Inflammation is a response to tissue disruption and plays a pivotal role in arterial embolism [22-24]. There is continuous recruitment of inflammatory cells at the loci of thrombosis formation, accompanied by elevated levels of inflammatory markers. The unregulated expression of inflammatory factors produces more damage to the tissue, resulting in cell degeneration and necrosis. The exacerbated local environment thus further boosts the formation of thrombi via a vicious inflammation/thrombosis cycle [25].

S100A8/A9 exists in the cytoplasm of neutrophils and within the cell membrane of mononuclear cells. It is secreted by activated neutrophils and monocytes or released by the rupture of dead cells. S100A8/A9 is highly expressed in a variety of inflammatory diseases such as ulcerative colitis and rheumatoid arthritis, and is used to establish the stages and prognosis of these diseases [26]. It has been suggested that S100A8/A9 can be used as a novel biomarker of cardiovascular disease, along with neutrophils count, smoking, BMI, and low-density lipoprotein serum concentrations [5]. The inflammation reactions were clearly more active in patients with ACS and CHD in our study, as suggested by increased WBC and neutrophils in the circulation. In agreement with previous studies, we demonstrated that S100A8/A9 serum levels in patients with ACS and CHD were significantly enhanced compared to healthy controls [27,28] and in accordance with a study of Schiopu and Cotoi (2013), the highest levels of serum S100A8/A9 concentrations were detected in ACS patients, in which the number of neutrophils were highest [6]. In addition, S100A8/9 was elevated in plasma of patients upon injury transcatheter aortic valve replacement, generating a thromboinflammatory state that contributes to the frequent cardiovascular events observed in these patients [29]. Recent in vivo studies using a FeCl3-induced rat carotid artery thrombosis model to corroborate our clinical findings showed increased serum S100A8/A9 levels, which is also in line with other previous studies [30-32]. TLR-4 levels in local vessels increased significantly when the artery plaque was unstable; this receptor plays an important role in atherosclerosis and pathological myocardial remodeling and can predict the occurrence of acute cardiovascular events [10,33]. Our results showed that TLR-4 levels were significantly higher in ACS and CHD patients and based on our rat thrombosis model data, we suggest that increased TLR-4 expression might be an early and long-lasting event in thrombosis formation, which is consistent with the hypothesis that enhanced TLR expression indicates inflammation and contributes to the development of vascular diseases [34].
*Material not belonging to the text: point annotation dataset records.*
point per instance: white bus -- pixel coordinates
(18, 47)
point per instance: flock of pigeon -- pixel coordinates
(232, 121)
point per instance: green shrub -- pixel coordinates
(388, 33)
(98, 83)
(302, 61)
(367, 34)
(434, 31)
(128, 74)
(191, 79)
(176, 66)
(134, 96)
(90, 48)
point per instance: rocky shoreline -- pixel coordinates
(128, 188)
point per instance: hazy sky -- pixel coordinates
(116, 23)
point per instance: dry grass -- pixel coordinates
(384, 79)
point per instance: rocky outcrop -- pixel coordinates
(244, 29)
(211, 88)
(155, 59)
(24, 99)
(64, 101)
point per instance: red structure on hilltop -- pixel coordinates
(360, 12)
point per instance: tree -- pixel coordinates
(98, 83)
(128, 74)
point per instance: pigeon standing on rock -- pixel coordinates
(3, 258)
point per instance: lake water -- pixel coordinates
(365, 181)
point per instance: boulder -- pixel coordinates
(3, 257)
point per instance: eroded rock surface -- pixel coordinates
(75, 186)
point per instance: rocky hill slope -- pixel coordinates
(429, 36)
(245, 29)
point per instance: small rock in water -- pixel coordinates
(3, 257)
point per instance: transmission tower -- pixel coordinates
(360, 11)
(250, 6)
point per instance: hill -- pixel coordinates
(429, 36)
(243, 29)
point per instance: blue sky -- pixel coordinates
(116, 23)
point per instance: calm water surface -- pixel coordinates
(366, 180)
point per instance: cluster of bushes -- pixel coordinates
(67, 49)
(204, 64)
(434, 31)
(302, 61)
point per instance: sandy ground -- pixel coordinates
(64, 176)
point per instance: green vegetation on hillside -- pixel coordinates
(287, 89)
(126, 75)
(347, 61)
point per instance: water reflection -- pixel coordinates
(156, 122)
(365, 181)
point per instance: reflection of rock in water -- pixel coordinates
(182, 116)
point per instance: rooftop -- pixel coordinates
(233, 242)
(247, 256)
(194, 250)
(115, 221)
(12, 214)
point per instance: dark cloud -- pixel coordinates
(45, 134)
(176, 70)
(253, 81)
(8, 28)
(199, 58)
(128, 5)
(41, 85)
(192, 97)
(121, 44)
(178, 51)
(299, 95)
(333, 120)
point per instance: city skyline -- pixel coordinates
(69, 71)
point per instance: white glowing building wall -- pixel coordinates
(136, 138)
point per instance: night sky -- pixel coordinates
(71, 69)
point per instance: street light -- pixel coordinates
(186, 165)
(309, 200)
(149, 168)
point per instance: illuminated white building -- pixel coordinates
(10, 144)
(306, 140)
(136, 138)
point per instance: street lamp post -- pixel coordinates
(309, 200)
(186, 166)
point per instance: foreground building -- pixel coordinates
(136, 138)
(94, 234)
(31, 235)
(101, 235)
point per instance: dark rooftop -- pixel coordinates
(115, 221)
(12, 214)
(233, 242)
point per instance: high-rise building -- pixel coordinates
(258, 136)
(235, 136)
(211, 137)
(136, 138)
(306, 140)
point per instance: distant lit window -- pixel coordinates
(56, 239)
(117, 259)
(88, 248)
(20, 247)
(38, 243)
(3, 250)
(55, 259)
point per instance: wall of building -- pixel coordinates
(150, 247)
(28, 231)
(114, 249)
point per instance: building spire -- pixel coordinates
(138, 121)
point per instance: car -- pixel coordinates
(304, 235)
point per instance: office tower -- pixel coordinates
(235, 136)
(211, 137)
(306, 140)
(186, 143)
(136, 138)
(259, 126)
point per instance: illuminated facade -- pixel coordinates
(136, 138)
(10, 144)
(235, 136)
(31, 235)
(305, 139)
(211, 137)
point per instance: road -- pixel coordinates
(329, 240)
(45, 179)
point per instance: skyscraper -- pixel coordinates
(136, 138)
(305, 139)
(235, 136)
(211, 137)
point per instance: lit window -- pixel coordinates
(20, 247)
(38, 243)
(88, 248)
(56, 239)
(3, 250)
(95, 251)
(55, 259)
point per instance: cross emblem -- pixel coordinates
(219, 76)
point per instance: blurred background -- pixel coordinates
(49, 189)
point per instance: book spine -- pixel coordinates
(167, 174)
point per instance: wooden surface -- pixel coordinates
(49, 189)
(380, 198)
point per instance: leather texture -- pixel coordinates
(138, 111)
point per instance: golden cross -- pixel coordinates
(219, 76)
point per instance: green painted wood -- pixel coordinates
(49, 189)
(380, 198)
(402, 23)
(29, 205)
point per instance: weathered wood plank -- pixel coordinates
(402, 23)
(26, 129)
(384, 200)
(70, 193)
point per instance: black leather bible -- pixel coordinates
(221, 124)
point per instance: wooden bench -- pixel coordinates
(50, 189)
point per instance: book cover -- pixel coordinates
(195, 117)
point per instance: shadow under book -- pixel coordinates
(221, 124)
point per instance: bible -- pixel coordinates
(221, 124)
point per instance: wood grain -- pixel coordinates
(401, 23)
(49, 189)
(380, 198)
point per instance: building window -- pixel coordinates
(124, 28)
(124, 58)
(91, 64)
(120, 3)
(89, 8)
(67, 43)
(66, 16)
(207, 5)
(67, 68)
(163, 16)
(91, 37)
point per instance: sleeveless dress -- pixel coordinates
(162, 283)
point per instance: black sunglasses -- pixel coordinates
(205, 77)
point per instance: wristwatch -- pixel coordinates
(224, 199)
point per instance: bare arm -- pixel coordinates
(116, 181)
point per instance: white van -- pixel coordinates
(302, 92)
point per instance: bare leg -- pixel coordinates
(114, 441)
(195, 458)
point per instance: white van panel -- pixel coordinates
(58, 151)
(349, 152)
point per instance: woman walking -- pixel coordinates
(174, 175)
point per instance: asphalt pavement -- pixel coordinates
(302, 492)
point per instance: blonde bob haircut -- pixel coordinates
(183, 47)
Peripheral blood COX-2 levels in patients with CHD, and more prominently ACS patients, were significantly higher than in control subjects. COX-2 expression increased almost immediately after endothelial injury and inflammation remained at high levels in our rat model. It is possible, following arterial injury and with the numbers of inflammatory cells recruited to the local damaged blood vessels gradually increasing over time, that as a result, COX-2 is overexpressed via S100A8/A9-TLR-4 activity since we found that peripheral blood S100A8/A9, TLR-4, and COX-2 levels concomitantly significantly increased in patients with vascular diseases. It has been shown that S100A8/A9 can activate neutrophils through the MAPK pathway and lead to its degranulation [35]. Our in vivo studies demonstrated that S100A8/A9 might also upregulate COX-2 protein levels through activation of the p-p38 MAPK signaling pathway, but S100A8/A9 may have been mainly involved in the early inflammatory reactions and did not contribute to sustained elevation of COX-2, as a reduction of its expression occurred from the 7th day after artery damage in our rat model.

Conclusions

Peripheral blood S100A8/A9, TLR-4, and COX-2 levels were associated with ACS and also with CHD. While combined TLR-4, S100A8/A9, and p38 MAPK signaling pathways regulate COX-2 expression, S100A8/A9 might be mainly involved in the early process of inflammation.